Because objects have properties, they also have Property Version Numbers (PVNs). Every property of an object has a PVN, and each time a property is modified, its PVN is incremented by 1. (Sound familiar?) These PVNs are used to detect collisions, which happen when there are multiple changes to the same property of an object. If a collision occurs, the change with the highest PVN takes precedence.
If those PVNs match, a time stamp is used to resolve any such conflicts. Time stamps are a great second line of defense in avoiding collisions. They explicitly mark when each change to the directory data has been made, thus enabling the system to determine whether one change does in fact take precedence over another.

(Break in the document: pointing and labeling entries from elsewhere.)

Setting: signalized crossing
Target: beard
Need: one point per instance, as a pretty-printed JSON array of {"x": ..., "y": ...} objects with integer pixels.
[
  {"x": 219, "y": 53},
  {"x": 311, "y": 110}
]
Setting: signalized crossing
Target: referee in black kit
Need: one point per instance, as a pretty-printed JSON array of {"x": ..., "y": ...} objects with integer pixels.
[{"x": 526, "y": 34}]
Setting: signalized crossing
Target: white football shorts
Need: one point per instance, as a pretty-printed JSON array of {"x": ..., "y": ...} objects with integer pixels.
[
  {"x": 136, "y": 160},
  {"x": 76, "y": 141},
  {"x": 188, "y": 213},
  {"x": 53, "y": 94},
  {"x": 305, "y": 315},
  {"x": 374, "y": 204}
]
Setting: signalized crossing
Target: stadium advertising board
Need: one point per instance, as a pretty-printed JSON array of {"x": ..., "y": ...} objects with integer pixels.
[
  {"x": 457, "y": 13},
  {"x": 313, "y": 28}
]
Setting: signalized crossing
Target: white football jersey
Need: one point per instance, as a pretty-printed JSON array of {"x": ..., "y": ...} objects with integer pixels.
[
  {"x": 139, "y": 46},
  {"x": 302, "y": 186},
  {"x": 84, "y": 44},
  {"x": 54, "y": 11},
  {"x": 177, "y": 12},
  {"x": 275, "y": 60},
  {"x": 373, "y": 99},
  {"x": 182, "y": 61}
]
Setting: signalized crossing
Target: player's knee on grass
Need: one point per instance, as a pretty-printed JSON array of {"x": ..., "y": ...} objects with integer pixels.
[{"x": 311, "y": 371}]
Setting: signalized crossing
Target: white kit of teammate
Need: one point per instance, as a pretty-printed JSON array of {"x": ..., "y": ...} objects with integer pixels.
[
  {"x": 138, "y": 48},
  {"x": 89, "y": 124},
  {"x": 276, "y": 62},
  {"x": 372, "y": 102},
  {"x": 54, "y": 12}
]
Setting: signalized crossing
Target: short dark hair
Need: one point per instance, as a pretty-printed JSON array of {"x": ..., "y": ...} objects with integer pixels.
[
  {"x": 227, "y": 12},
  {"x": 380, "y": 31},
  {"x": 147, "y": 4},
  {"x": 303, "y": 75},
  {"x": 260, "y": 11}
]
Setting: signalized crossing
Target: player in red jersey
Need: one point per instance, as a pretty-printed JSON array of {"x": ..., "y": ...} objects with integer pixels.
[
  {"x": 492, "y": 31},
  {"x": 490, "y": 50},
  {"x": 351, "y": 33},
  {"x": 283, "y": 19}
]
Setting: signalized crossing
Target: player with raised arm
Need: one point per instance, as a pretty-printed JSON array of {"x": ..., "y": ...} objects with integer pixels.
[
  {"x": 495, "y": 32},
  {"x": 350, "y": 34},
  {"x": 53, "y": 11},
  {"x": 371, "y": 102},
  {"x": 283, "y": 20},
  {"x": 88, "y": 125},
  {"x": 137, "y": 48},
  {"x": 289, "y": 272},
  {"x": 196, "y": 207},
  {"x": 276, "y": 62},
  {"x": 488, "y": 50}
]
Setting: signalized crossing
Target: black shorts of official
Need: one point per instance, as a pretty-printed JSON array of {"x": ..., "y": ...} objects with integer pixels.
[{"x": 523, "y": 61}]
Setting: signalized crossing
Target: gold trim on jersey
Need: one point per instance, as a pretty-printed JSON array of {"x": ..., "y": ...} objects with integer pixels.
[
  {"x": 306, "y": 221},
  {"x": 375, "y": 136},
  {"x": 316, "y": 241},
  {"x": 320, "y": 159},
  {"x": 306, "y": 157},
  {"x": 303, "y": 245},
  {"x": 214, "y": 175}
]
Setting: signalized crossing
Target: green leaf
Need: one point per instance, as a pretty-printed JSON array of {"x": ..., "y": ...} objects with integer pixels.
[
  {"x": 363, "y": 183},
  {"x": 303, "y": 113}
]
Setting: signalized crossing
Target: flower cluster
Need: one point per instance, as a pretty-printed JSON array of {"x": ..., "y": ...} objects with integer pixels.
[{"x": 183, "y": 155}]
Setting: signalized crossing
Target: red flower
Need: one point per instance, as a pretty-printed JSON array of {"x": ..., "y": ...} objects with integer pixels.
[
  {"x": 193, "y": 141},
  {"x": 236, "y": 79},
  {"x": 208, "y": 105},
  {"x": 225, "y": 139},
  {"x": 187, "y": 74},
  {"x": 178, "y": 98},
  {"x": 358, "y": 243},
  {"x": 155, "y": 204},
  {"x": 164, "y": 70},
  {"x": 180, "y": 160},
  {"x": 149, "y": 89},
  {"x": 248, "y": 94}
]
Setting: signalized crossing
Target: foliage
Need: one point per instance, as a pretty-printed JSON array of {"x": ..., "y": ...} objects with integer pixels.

In the highly unlikely event that the PVNs match and the time stamp is the same, a binary buffer comparison is carried out and the larger buffer size takes precedence. PVNs (unlike USNs) are incremented only on original writes, not on replication writes. PVNs are not server specific but travel with the object's properties.
A propagation-dampening scheme is also used to stop changes from being repeatedly sent to other servers. The propagation-dampening scheme used by Windows Server 2003 prevents logical loops in the Active Directory structure from causing endless proliferation of updates and prevents redundant transmission of updates to already current servers.